Lastly, when thinking about the supernatural and the ordinary reality of the world, the state of New Mexico provides a great example of how those two things interact. New Mexico has been and is still greatly influenced by the Catholic Church. Prior to the arrival of the Spaniards, the Indigenous people who lived here worshiped very differently. Ultima is also a perfect example of blending cultures. Even though she practices indigenous beliefs she is still respectful of the Catholic Church. She attends mass and never tells Antonio that the things the church professes are wrong. She always encourages him to look within and come up with his own opinions/decisions.
Bless Me Ultima has many themes and shares so much magic and history. Its super natural essence brings a powerful dynamic to the reading and makes it unforgettable. I enjoyed this book and I am glad I was given the opportunity to read it. In conclusion, these a few ways in which the characters of Bless Me Ultima and even the state of New Mexico reflect Rudolfo Anaya’s comments.
About Rudolfo Anaya
Rudolfo Anaya was born on October 30, 1937 in Pastura, Mexico, but moved shortly after he was born. For about the first 14 years of his life he lived in a small town called Santa Rosa. In 1952 him and his family moved to Albuquerque where he was introduced to many cultural changes, including racism, which he had not previously experienced.
He had six other siblings. He was not taught English until he started going to school. In his home there were no books so when he went to school it was interesting to him. He was finally able to read stories and often read books like Nancy Drew and other western stories. He worked very hard and his mother encouraged him to excel in his studies.
When Anaya was 16 he was with friends swimming in a ditch. He decided to dive into it. This resulted in him breaking two vertebrate in his neck and being temporarily paralyzed. After this, he had a new outlook on life. He realized how valuable life is and it gave him more motivation than ever before.
He initially went to business school but quickly realized his heart was not in that and switched to a liberal arts program. He went to the University of New Mexico. Anaya worked hard to get his masters degree in literature and met his wife during the process. She was there learning to be a guidance counselor which she accomplished. It took him a while before he had found his own style. He says that for a long time he was just copying other authors styles because he wasn’t sure he was good enough to try his own.

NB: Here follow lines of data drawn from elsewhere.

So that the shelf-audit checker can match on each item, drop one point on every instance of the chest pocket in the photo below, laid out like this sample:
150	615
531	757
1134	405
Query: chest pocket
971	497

He wanted to ask for help from his family to help him find how he should write. Ultima was a mentor both in the story and for him in real life. She was this random old woman that helped inspire him. He was learning to write when he wrote Bless Me Ultima, and he realized he should use his own culture to help inspire him while writing this novel. When he finally finished it he tried to get it published but was rejected many times because it was half spanish and english. Eventually TQS Publications agreed.